Nowadays, a new superhero movie every summer seems to come around every summer, but that hasn’t always been the case.
Ultimately, when Warner Bros. announced that they were developing a big-screen adaption of Batman for release in 1989—and the hot new director Tim Burton had been signed on to direct it—comic book fans the world over were abuzz with excitement.
Unfortunately, that excitement didn’t last long. Initially, many established action stars and Hollywood A-listers were attached to play Batman, including Kevin Costner, Mel Gibson, Harrison Ford, Charlie Sheen, and Tom Selleck. Burton himself wanted to cast Pierce Brosnan, but he turned the role down claiming he didn’t want to play a comic book character. Eventually, the role went to Michael Keaton, who had recently starred in Burton’s spooky 1988 comedy, Beetlejuice. But when Keaton’s casting was announced, the prospect of having an actor who was chiefly known for his comedic roles take on the infamously gloomy Caped Crusader left a great many Batman fans feeling disappointed and angry.
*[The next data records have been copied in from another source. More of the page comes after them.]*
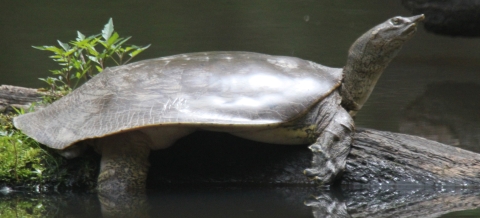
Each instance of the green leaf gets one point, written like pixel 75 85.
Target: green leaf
pixel 65 46
pixel 80 36
pixel 54 49
pixel 112 39
pixel 108 29
pixel 99 68
pixel 117 44
pixel 93 58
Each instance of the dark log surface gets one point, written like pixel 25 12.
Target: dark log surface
pixel 377 158
pixel 19 97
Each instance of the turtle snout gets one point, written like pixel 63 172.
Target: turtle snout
pixel 417 18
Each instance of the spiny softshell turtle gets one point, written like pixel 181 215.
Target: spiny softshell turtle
pixel 127 111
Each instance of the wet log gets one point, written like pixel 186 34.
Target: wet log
pixel 379 157
pixel 376 158
pixel 18 97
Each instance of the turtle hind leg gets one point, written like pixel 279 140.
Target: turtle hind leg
pixel 124 164
pixel 331 149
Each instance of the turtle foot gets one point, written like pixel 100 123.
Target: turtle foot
pixel 331 149
pixel 124 163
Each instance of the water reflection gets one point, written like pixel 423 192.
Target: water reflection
pixel 251 202
pixel 445 114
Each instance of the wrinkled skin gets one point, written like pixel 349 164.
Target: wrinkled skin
pixel 150 104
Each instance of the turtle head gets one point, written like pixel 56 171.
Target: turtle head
pixel 370 55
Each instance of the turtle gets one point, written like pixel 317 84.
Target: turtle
pixel 127 111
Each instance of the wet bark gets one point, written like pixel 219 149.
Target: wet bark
pixel 379 157
pixel 18 97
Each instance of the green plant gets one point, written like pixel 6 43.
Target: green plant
pixel 84 57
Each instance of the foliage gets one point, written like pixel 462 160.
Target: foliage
pixel 22 158
pixel 24 162
pixel 84 57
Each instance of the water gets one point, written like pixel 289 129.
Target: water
pixel 430 89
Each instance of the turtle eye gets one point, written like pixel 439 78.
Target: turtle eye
pixel 396 21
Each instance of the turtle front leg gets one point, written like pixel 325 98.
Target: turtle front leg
pixel 331 149
pixel 124 163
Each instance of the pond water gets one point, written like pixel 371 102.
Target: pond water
pixel 431 89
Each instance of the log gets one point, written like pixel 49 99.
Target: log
pixel 376 158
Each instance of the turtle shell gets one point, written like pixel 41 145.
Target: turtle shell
pixel 209 88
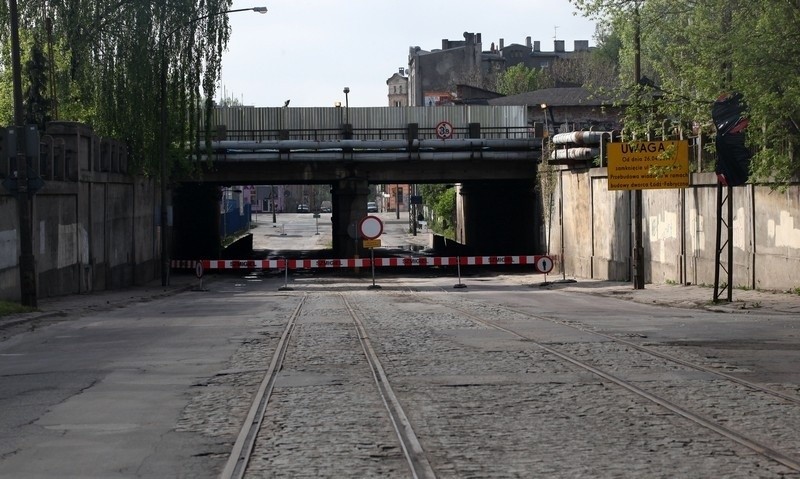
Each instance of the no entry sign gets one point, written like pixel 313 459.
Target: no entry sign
pixel 370 227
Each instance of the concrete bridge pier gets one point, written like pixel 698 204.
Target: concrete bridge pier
pixel 500 217
pixel 349 207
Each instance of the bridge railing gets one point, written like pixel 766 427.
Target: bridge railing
pixel 348 132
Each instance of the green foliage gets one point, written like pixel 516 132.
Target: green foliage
pixel 440 201
pixel 695 51
pixel 101 63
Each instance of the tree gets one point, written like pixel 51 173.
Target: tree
pixel 103 61
pixel 694 51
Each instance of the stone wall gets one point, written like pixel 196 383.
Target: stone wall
pixel 94 226
pixel 591 232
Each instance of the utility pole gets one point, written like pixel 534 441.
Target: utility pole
pixel 27 262
pixel 638 248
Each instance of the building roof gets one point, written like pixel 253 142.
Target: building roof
pixel 575 96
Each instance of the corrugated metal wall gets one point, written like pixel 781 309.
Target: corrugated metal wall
pixel 263 119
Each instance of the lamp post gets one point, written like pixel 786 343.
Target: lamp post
pixel 165 135
pixel 346 104
pixel 27 263
pixel 546 127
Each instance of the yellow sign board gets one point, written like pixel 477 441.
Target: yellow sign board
pixel 644 165
pixel 372 243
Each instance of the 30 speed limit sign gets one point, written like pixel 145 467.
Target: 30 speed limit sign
pixel 444 130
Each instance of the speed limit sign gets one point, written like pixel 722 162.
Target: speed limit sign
pixel 444 130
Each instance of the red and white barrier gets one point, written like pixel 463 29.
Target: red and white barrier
pixel 542 263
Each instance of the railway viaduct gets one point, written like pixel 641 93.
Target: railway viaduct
pixel 490 152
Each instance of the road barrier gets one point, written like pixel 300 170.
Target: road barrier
pixel 542 263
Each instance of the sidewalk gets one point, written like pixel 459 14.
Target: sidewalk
pixel 690 297
pixel 102 301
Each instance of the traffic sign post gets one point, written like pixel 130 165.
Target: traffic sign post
pixel 371 228
pixel 198 271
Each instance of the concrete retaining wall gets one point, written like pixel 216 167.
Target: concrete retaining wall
pixel 94 227
pixel 591 232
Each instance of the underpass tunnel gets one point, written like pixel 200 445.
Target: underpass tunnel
pixel 349 207
pixel 500 217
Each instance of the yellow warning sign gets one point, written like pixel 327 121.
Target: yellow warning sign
pixel 372 243
pixel 644 165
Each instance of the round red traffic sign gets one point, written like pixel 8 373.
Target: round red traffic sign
pixel 544 264
pixel 444 130
pixel 370 227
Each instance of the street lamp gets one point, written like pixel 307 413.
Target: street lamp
pixel 346 104
pixel 546 127
pixel 27 263
pixel 165 134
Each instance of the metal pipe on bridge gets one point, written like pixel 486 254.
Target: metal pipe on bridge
pixel 415 144
pixel 372 156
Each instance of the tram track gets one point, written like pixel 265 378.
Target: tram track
pixel 746 439
pixel 246 443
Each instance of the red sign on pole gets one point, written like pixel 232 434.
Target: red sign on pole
pixel 370 227
pixel 444 130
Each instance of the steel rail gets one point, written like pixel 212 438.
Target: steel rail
pixel 412 449
pixel 741 439
pixel 243 447
pixel 757 387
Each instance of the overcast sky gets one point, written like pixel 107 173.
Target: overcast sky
pixel 307 51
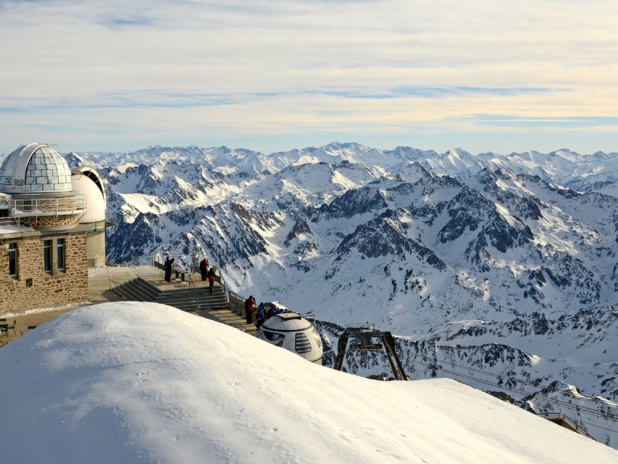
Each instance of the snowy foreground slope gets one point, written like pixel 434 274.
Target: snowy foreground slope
pixel 137 382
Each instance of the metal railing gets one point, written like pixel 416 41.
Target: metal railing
pixel 49 206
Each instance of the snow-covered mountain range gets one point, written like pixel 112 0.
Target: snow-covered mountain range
pixel 497 270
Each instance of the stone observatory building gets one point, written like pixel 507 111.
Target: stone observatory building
pixel 52 228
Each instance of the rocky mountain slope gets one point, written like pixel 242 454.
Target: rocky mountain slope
pixel 500 271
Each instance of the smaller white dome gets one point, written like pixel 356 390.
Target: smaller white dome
pixel 35 168
pixel 86 181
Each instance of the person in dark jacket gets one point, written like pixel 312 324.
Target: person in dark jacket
pixel 249 307
pixel 259 316
pixel 211 278
pixel 167 267
pixel 204 269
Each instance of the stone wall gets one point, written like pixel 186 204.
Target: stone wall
pixel 34 287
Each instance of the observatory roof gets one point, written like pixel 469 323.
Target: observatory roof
pixel 35 168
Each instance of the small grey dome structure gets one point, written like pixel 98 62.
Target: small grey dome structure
pixel 35 168
pixel 292 332
pixel 86 181
pixel 38 179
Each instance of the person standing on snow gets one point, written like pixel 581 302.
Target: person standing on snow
pixel 259 316
pixel 204 269
pixel 167 267
pixel 211 278
pixel 249 307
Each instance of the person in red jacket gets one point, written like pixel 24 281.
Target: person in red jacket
pixel 211 278
pixel 249 307
pixel 204 269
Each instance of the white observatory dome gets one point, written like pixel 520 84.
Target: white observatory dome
pixel 86 181
pixel 35 168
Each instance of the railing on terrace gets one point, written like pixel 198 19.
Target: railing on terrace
pixel 48 206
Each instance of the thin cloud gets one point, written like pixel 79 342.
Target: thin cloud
pixel 256 68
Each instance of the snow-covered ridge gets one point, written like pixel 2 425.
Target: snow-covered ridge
pixel 413 241
pixel 135 382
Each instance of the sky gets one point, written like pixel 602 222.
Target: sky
pixel 130 382
pixel 275 75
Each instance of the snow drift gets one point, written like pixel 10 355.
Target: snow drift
pixel 140 382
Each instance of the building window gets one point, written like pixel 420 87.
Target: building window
pixel 60 253
pixel 47 258
pixel 54 255
pixel 13 259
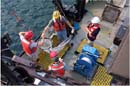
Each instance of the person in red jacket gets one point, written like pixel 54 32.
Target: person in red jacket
pixel 93 29
pixel 29 46
pixel 59 25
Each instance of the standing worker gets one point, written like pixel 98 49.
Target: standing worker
pixel 59 25
pixel 93 29
pixel 29 46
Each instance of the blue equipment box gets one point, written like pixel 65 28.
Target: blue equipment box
pixel 90 50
Some 50,000 letters of complaint promptly arrived at Warner Bros. studios, as comic book readers around the world expressed their distaste at Keaton’s involvement. “Obviously, there was a negative response,” Burton later recalled. “I think they thought we were going to make it like the 1960s TV series, and make it campy, because they thought of Michael Keaton from Mr. Mom and Night Shift, and stuff like that.” Burton, however, had a different and decidedly darker vision in mind.
When the letters of complaint became too much to bear, producer Jon Peters took matters into his own hands and rushed together a short trailer—little more than a montage of clips, with no music—and released it to cinemas. Seeing the dark and atmospheric direction Burton had taken the story instantly silenced his critics, and anticipation started to build.
The film went on to gross more than $400 million at the box office and was followed by three sequels.